An ideal wound dressing would allow adequate gaseous exchange, maintain a moist environment while preventing maceration, allow drainage and absorption of exudates, protect the wound from trauma and infection, facilitate debridement, minimize scarring, and be non-adherent during dressing changes, minimizing trauma and pain. Other practical considerations include cost, availability and stability in storage and use [1].

Biopolymers have been investigated for their potential as a primary wound dressing. Key requirements include biocompatibility and the lack of antigenicity. Polycaprolactone (PCL) has been utilized as an ultra-thin film for dressing cutaneous wounds [2]. PCL possesses several advantages over other polymers including stability in ambient conditions, low cost, and ready availability in large quantities. It has the advantages of having good mechanical strength and the ability to minimize inflammation, and has been proven to be biocompatible [3].

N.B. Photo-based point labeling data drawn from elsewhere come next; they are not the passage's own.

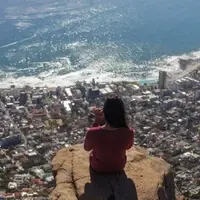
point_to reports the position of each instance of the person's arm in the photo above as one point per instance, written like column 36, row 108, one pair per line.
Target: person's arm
column 131, row 140
column 88, row 143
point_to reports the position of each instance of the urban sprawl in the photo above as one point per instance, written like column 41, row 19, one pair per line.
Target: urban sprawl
column 36, row 122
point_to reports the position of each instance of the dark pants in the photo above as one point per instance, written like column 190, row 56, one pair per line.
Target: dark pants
column 109, row 185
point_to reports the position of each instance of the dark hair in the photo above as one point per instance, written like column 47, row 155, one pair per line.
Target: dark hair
column 114, row 113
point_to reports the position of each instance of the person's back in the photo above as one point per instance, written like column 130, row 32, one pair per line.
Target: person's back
column 110, row 141
column 109, row 148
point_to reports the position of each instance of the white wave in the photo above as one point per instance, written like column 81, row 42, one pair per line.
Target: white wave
column 99, row 70
column 17, row 42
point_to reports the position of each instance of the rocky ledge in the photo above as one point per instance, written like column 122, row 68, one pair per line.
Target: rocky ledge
column 151, row 177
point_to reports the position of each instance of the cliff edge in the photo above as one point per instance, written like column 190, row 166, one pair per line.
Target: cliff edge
column 150, row 176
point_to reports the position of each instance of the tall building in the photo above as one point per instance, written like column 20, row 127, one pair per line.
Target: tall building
column 162, row 79
column 23, row 98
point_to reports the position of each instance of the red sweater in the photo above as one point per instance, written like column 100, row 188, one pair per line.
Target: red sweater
column 108, row 148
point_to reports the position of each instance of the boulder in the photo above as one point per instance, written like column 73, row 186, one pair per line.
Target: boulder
column 146, row 177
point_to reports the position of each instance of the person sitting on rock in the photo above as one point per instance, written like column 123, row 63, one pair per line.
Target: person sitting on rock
column 109, row 138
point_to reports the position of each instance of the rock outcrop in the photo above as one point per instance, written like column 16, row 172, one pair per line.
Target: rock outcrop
column 150, row 175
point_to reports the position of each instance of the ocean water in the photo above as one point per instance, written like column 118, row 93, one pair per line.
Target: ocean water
column 59, row 42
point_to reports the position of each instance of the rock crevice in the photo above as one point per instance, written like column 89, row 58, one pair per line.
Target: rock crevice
column 151, row 176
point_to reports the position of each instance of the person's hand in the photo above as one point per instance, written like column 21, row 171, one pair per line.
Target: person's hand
column 99, row 117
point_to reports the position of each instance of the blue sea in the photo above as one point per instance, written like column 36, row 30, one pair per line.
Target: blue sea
column 58, row 42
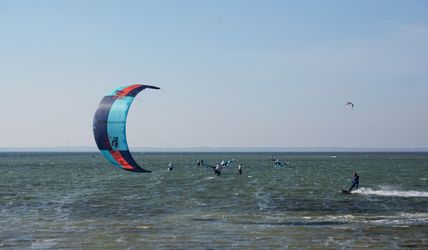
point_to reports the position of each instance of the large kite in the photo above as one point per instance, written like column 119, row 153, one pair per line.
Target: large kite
column 110, row 126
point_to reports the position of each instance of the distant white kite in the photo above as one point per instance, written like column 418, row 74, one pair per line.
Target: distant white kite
column 349, row 105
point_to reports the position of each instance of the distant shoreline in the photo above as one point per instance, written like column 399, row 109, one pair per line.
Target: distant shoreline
column 221, row 150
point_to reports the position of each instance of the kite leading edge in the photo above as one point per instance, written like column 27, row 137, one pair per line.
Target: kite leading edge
column 109, row 126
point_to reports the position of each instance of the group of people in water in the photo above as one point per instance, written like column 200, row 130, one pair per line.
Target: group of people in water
column 219, row 167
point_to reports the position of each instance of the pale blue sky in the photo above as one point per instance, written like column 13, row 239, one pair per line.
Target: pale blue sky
column 232, row 73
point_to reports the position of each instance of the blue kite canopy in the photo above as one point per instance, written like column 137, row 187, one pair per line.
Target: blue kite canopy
column 110, row 126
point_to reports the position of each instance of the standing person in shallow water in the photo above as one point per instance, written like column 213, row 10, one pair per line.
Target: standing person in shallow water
column 355, row 181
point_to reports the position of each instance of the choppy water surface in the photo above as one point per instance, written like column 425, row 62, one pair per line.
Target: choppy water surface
column 58, row 200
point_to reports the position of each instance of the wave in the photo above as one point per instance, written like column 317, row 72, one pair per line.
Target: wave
column 388, row 191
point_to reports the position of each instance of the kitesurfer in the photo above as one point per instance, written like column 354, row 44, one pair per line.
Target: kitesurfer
column 170, row 166
column 217, row 169
column 355, row 181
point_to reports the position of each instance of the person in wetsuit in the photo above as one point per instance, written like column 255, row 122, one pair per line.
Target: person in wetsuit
column 355, row 181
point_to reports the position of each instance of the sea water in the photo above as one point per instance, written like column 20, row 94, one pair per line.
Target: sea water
column 80, row 201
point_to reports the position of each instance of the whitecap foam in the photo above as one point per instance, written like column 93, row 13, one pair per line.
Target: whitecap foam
column 387, row 191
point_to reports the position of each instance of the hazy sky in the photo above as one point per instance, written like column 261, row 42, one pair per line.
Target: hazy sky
column 232, row 73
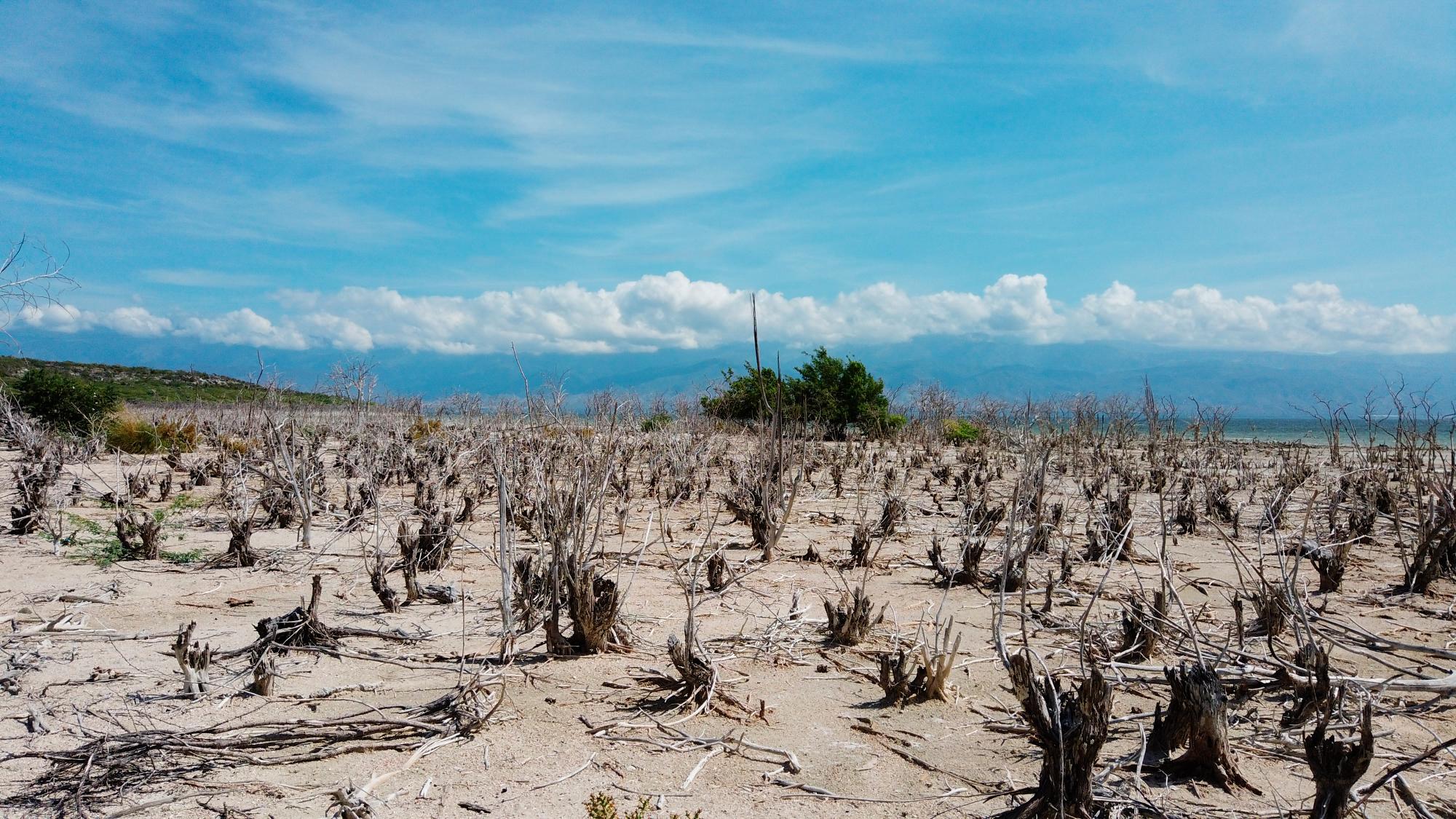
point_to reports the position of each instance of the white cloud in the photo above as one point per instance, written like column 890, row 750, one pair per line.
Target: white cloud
column 69, row 318
column 673, row 311
column 245, row 327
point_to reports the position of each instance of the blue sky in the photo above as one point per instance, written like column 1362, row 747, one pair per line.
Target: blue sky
column 459, row 178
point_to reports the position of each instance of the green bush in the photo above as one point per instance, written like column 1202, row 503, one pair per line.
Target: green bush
column 749, row 397
column 141, row 436
column 960, row 430
column 66, row 403
column 836, row 394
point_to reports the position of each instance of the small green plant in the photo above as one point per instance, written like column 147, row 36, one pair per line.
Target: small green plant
column 602, row 806
column 423, row 427
column 97, row 542
column 65, row 403
column 657, row 422
column 960, row 430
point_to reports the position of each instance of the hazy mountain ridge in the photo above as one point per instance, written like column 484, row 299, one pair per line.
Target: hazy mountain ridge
column 1256, row 384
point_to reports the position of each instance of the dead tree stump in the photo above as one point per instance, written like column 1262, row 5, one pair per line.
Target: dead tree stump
column 1071, row 727
column 1313, row 689
column 1144, row 627
column 719, row 573
column 850, row 620
column 240, row 542
column 1196, row 719
column 141, row 535
column 972, row 551
column 698, row 672
column 379, row 582
column 301, row 627
column 1337, row 765
column 194, row 662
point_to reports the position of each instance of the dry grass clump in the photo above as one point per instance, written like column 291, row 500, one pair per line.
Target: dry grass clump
column 135, row 435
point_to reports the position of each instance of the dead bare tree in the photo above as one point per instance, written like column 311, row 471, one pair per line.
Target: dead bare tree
column 1071, row 727
column 1196, row 719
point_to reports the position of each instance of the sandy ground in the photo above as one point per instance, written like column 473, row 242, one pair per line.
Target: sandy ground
column 539, row 755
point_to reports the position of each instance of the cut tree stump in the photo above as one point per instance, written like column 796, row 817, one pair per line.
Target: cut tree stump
column 1071, row 727
column 1337, row 765
column 1196, row 719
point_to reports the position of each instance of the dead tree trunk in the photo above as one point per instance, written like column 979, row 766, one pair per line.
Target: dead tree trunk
column 850, row 620
column 719, row 573
column 1337, row 765
column 1144, row 627
column 299, row 627
column 266, row 670
column 141, row 535
column 691, row 660
column 1313, row 689
column 1071, row 727
column 1196, row 719
column 194, row 662
column 240, row 542
column 379, row 580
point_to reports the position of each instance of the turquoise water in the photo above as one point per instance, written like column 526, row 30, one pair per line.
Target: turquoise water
column 1308, row 430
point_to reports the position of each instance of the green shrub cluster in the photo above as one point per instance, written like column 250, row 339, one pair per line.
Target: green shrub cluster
column 65, row 403
column 657, row 422
column 960, row 430
column 834, row 394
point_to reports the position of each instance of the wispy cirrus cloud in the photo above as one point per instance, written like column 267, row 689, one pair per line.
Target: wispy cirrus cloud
column 673, row 311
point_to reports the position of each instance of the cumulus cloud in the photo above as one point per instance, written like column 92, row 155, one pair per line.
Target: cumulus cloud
column 673, row 311
column 68, row 318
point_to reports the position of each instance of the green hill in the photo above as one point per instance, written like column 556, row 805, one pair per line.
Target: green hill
column 146, row 385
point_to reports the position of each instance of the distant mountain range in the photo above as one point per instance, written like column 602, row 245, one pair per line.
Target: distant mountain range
column 1257, row 385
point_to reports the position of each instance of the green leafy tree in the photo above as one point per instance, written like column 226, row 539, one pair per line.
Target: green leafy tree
column 834, row 394
column 63, row 401
column 841, row 392
column 748, row 397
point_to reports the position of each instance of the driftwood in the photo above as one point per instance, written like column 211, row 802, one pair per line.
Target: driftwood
column 108, row 767
column 692, row 663
column 720, row 574
column 298, row 628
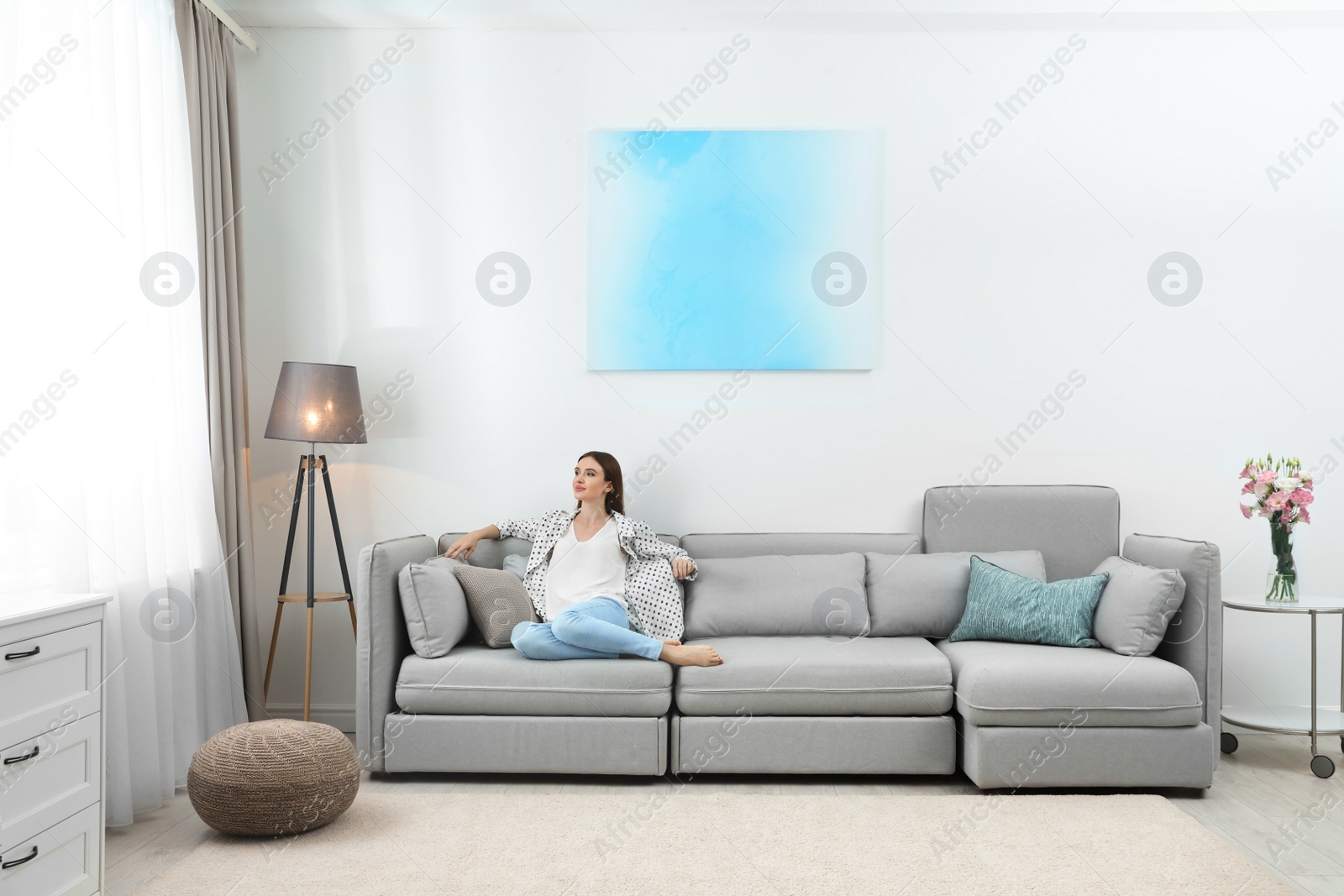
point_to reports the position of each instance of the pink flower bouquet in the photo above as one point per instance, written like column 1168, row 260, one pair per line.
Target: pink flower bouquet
column 1281, row 493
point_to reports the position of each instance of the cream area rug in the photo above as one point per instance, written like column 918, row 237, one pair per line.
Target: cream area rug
column 664, row 842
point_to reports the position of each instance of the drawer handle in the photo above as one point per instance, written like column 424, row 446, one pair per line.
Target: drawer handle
column 24, row 758
column 19, row 862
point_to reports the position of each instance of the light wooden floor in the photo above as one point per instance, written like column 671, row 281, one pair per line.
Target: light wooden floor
column 1261, row 788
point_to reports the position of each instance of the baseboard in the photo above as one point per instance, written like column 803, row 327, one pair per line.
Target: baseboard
column 340, row 716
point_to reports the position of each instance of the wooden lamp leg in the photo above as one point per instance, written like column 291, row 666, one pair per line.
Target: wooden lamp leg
column 308, row 665
column 270, row 660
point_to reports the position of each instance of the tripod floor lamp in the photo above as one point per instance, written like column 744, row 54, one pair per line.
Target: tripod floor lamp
column 313, row 403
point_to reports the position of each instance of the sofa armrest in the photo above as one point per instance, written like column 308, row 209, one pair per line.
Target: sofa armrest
column 382, row 641
column 1195, row 634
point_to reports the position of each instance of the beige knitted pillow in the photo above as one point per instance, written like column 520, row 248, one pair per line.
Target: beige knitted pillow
column 496, row 600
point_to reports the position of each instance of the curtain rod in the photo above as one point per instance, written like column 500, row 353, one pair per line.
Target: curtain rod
column 244, row 38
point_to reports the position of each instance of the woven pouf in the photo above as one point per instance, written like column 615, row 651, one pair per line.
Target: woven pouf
column 275, row 777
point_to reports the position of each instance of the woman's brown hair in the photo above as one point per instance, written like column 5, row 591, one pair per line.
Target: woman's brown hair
column 612, row 470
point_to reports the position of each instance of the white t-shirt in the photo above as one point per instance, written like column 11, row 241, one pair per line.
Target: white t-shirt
column 582, row 570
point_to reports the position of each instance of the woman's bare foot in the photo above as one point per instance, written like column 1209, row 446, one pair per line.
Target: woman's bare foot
column 690, row 656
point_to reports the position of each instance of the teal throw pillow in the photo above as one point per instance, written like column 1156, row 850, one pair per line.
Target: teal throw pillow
column 1005, row 606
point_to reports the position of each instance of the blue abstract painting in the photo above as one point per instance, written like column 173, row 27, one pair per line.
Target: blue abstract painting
column 732, row 250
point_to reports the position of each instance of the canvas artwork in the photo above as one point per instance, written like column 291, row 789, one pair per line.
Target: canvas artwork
column 732, row 250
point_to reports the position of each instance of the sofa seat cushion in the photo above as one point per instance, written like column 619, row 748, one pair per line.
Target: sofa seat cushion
column 1042, row 685
column 475, row 680
column 813, row 676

Hyaluronic acid (HyA) has the ability to minimize inflammatory response and maintain a moist wound environment, which plays a major role in promoting wound healing [4]. Poor mechanical strength limits its applications. We have developed a new method of hyaluronic acid engraftment onto PCL. PCL was chosen as a scaffold for surface conjugation in view of its excellent mechanical strength and its inert properties as noted above. This study evaluates the safety and efficacy of our novel bio-conjugated PCL membrane as a wound dressing.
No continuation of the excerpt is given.